Grief and death are so destructive. They annihilate everything in their paths, leaving a pile of debris where a whole person once was. I almost called this article “How I Got My Groove Back,” but I couldn’t. My groove, as it was before grief and loss, will not be back. I am, however, finding a new groove, a new self, and building a new life. The nature of my devastation doesn’t really matter. If you haven’t in the past or are not now, you will be in a place of deep sorrow at some point. We all will. Though I know all too well that destruction is inevitable, I’ve also learned that it doesn’t have to be permanent. It’s possible to crawl, claw, and climb your way to wholeness. Here are some of my stepping stones to healing:
I let things be as bad as they were.
As a perfectionist and a person responsible for lots of other people, it’s my usual pattern to “fake it til I make it” and simply refuse to fail. Grief and loss don’t work that way. Pretending things aren’t as bad as they are, or that the pain isn’t as severe as it feels, only delays healing. It makes sense that we need to understand the scope of a wound in order to take the appropriate steps to treat it. Same goes with wounds of the soul. Once I ceased putting energy into denying that things were as awful, unfair, and horrific as they actually were, I could begin to use what resources I had toward coping. This is one of the best gifts we can give ourselves and anyone we know who is grieving: letting things be as bad as they really are.
I listened to my body and mind signals.
One of the best nuggets of wisdom from my therapist was the reminder that instead of fighting the desire to be alone, sleep, cry, or avoid some social situations, I should consider that maybe what I felt like doing was what I actually needed to do. He pointed out that an injured animal will retreat, rest, and protect itself instinctively so that it can heal. We have a similar instinct when devastated by the loss. Grief is exhausting and sickening. It’s a full-time job of the heart. Sometimes those things we think we should push through, like the need for extra sleep, solitude, or the desire to avoid errands are exactly what we need to embrace in order to care for our wounded souls. (Disclaimer: I do not mean that the symptoms of a clinical condition are normal and should go untreated. I speak here only of the grieving process.)
I became OK with finding myself… again.
For a while, a sense of frustration and failure hovered over me because I felt that I should be past the need for self-discovery. I should know who I am. Yet, it makes sense that the different me emerging from the ashes and destruction of my grief would take some getting to know. I went ahead and let myself embrace the process of self-discovery, and even began to enjoy getting to know myself again. Building a new life involves figuring out what ideas are no longer needed or important to me and what joys are now essential. The reality is, that grief has changed me. I needed to allow myself the time, quiet, and curiosity it takes to discover who I am now.

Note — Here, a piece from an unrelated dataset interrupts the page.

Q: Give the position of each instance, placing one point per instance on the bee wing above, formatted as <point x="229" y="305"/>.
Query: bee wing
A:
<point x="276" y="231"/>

For me, grief has been a tsunami that swept into my soul and took out my life as I knew it. My old life is no longer possible, but I’m rebuilding anyway. There is joy, hope, and even adventure and excitement as I begin again. My former life was beautiful. My new life is, too. Last week, with the blessing of my therapist, I moved from a weekly therapy appointment to an as-needed basis. It was like waking up to a warm morning sun, the knowledge that I’m experiencing healing, and hearing my therapist acknowledge my progress. I’m different, but I’m back, and it feels amazing!